Cree Steven's sculptural work, Wiigwaasaatig.
     Leaves, feathers, bark, tools, jewelry, craftwork, animals or the remnants of animals appear in a variety of forms and in more than one artist’s work where First Nation’s styles are mixed with traditional and contemporary western art approaches. This variety creates a strong show to make an overarching statement on the value of variety and how variety can be achieved through personal expression.
     Many locals already know Cree Steven’s work from craft shows where Steven’s should get an award for having the best vendor’s booth, a “booth” more akin to a miniature professional gallery with displays that are an art in themselves. Steven’s work sells quickly enough that she practically burns herself out, along with her partner Bruce, in a rush to create new work and set up for the next show. Stevens has sold many of her large birch-bark and antler works along with her intricate and beautiful jewelry.
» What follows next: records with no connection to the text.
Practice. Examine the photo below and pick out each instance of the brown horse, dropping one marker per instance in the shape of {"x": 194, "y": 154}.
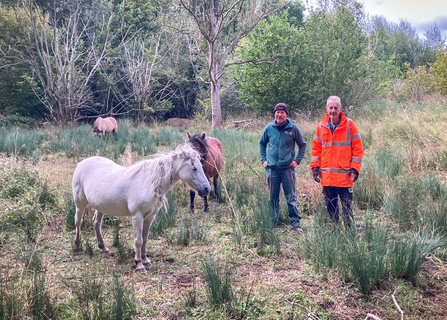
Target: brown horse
{"x": 105, "y": 125}
{"x": 211, "y": 152}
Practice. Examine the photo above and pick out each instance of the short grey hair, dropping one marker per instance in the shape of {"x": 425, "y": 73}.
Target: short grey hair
{"x": 334, "y": 98}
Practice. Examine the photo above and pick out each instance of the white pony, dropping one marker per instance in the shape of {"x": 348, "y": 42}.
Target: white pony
{"x": 137, "y": 191}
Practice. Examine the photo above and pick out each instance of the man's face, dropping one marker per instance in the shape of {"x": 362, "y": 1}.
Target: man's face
{"x": 333, "y": 109}
{"x": 280, "y": 116}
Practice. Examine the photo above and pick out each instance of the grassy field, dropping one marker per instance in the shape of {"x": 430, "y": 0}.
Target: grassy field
{"x": 231, "y": 263}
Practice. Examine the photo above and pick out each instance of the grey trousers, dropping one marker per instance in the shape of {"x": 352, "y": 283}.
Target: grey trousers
{"x": 286, "y": 177}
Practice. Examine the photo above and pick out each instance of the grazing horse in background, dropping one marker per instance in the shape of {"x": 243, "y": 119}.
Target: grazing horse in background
{"x": 211, "y": 151}
{"x": 105, "y": 125}
{"x": 137, "y": 191}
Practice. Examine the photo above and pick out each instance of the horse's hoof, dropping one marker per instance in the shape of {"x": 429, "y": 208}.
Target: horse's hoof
{"x": 141, "y": 270}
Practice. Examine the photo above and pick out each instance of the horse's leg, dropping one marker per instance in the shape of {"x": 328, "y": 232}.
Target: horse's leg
{"x": 216, "y": 191}
{"x": 80, "y": 208}
{"x": 97, "y": 223}
{"x": 146, "y": 227}
{"x": 205, "y": 201}
{"x": 137, "y": 225}
{"x": 192, "y": 195}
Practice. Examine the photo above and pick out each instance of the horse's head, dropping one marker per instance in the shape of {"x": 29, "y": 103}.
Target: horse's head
{"x": 191, "y": 171}
{"x": 199, "y": 143}
{"x": 96, "y": 130}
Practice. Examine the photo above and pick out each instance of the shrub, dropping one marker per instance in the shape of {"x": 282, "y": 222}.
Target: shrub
{"x": 218, "y": 281}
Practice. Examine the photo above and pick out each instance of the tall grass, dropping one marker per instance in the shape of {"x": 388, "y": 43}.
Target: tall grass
{"x": 21, "y": 142}
{"x": 365, "y": 257}
{"x": 324, "y": 243}
{"x": 165, "y": 218}
{"x": 408, "y": 252}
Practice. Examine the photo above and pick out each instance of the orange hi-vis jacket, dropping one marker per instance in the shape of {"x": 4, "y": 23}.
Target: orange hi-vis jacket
{"x": 336, "y": 153}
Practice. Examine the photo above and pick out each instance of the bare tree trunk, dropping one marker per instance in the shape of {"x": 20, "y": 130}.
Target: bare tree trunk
{"x": 221, "y": 24}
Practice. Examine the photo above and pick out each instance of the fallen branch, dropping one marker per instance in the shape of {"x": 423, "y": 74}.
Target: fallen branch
{"x": 371, "y": 316}
{"x": 257, "y": 174}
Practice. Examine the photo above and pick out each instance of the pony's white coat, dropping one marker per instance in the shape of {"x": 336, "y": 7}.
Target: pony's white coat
{"x": 105, "y": 125}
{"x": 137, "y": 191}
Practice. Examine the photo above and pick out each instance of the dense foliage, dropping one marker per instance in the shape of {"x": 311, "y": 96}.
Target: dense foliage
{"x": 69, "y": 61}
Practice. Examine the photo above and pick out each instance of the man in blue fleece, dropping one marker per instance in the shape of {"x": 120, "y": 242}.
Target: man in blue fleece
{"x": 280, "y": 162}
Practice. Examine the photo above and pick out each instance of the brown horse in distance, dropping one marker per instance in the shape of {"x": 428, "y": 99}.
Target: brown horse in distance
{"x": 105, "y": 125}
{"x": 211, "y": 151}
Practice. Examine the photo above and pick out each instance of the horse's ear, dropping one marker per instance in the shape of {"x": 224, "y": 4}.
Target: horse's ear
{"x": 185, "y": 154}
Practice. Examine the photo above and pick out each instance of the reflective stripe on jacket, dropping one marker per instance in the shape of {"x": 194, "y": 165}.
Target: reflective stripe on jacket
{"x": 336, "y": 153}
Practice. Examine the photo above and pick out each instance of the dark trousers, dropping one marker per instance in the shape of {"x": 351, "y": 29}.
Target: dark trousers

     So it is a delight to see Steven’s larger wall pieces and sculptures at the gallery. Her work exudes mythological power and beauty that seems barely containable within the clean Scandinavian symmetry of design and gorgeous copper accents within the wood, bark and antlers. Copper acts as a binding element in the works as if it represents the blood, energy and power of living things, creating an elegance that refreshes familiar imagery and objects in unexpected ways. 
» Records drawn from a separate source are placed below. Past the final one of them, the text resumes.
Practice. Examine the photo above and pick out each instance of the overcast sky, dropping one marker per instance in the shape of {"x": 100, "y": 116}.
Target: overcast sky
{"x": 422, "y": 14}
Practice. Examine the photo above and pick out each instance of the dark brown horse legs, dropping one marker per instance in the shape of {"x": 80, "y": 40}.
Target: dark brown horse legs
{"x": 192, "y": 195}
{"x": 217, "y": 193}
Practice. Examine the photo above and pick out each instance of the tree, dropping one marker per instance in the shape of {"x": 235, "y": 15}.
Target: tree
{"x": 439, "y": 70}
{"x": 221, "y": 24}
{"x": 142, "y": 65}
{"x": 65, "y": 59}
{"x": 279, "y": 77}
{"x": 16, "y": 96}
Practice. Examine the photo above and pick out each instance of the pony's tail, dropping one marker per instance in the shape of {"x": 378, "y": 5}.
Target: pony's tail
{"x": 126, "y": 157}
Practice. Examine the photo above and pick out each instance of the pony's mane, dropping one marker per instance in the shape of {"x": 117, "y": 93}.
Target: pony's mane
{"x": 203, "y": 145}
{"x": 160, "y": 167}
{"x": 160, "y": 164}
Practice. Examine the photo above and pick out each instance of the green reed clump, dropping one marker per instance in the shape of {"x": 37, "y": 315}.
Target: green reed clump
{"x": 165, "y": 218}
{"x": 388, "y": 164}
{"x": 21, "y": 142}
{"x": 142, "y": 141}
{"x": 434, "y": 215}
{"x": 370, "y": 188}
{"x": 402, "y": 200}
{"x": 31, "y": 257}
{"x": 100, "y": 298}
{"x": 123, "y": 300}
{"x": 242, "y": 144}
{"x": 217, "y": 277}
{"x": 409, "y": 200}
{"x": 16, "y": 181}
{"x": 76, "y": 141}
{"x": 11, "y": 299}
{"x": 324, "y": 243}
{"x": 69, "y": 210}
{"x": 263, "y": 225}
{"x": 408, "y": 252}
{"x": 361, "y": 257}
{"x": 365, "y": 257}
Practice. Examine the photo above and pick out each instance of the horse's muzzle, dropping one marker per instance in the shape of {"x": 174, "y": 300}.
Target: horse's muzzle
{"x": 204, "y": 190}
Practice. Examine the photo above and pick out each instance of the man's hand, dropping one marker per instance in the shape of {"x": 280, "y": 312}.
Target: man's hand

Elliot Doxtater-Wynn's untitled piece.
    Shaun Hedican plays with a familiar spidery Woodland style adding depth with a background out-of-focus imagery and shadows. In other works the style is seemingly tattooed to the bones of animals, potential talismans used in ancient rituals. The spear, titled “Family Staff” is both artful and menacing as it exudes it’s function beyond art and the gallery. It almost seems out of place as if it were either a museum piece or a found object, stolen from a ritual and mistakenly placed in the gallery. It’s gloriously alive and threatening. 
Shaun Hedican's
work, Family Staff
     Three large untitled paintings by Elliot Doxtater-Wynn command a wall where the leaves that form the clothes belonging to the man or woman in the paintings have fallen to organize as rectangular shapes on the floor. The bold cartoon-like figures are more animated and seem to belong in an otherworldly space, but they are held in place by the leaves made heavy with their shiny coating. A story is forming in the images with it’s meaning kept mysterious and subjective.
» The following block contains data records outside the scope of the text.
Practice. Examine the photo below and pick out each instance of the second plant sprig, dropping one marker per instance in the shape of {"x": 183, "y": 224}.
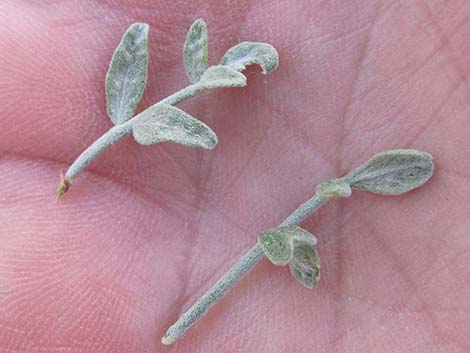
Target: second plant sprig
{"x": 162, "y": 122}
{"x": 392, "y": 172}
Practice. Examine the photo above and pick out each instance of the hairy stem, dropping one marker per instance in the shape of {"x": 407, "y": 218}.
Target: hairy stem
{"x": 244, "y": 265}
{"x": 113, "y": 135}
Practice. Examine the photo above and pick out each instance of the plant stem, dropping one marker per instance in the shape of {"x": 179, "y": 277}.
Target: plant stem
{"x": 113, "y": 135}
{"x": 246, "y": 263}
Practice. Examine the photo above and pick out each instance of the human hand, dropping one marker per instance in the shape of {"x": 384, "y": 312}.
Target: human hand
{"x": 147, "y": 230}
Kristy Cameron's work, Cattail Legend
     Playful in her approach, Kristy Cameron dives into the netherworld with creatures and characters in settings that are wonderfully suggestive of journeys into the mythical. In the painting, Cattail Legend, a man in space is holding up a planetary sized bulb of cattails that supports a massive tree. Without knowing the legend, what happens next is anyone’s guess, but the painting is ideographic in its presentation suggesting that the little man, thus humans in general, are but a small thing compared to nature, yet important for its survival. The little man has the burden of a world on his shoulders. 
     In other works, Christy plays with abstract flows of colour that would be beautiful on their own merit, however with the little woodland style animals, one called, Michi Peshu, the paintings take on other dramatic and fun dimensions. 
Kristy Cameron's work, Trickster Rabbit
     Where today we are fearful of a revival of populism or tribalism, of people going “back to blood,” this show makes a great nod to the idea that we don’t have to play to group mentality or one standard or style in order to be accepted. We can retain our ancestry and still be part of what brings us all together, to share and help launch ourselves into the future without the loss of our cultures, our past, or the opportunity to shape it the way we like for the future.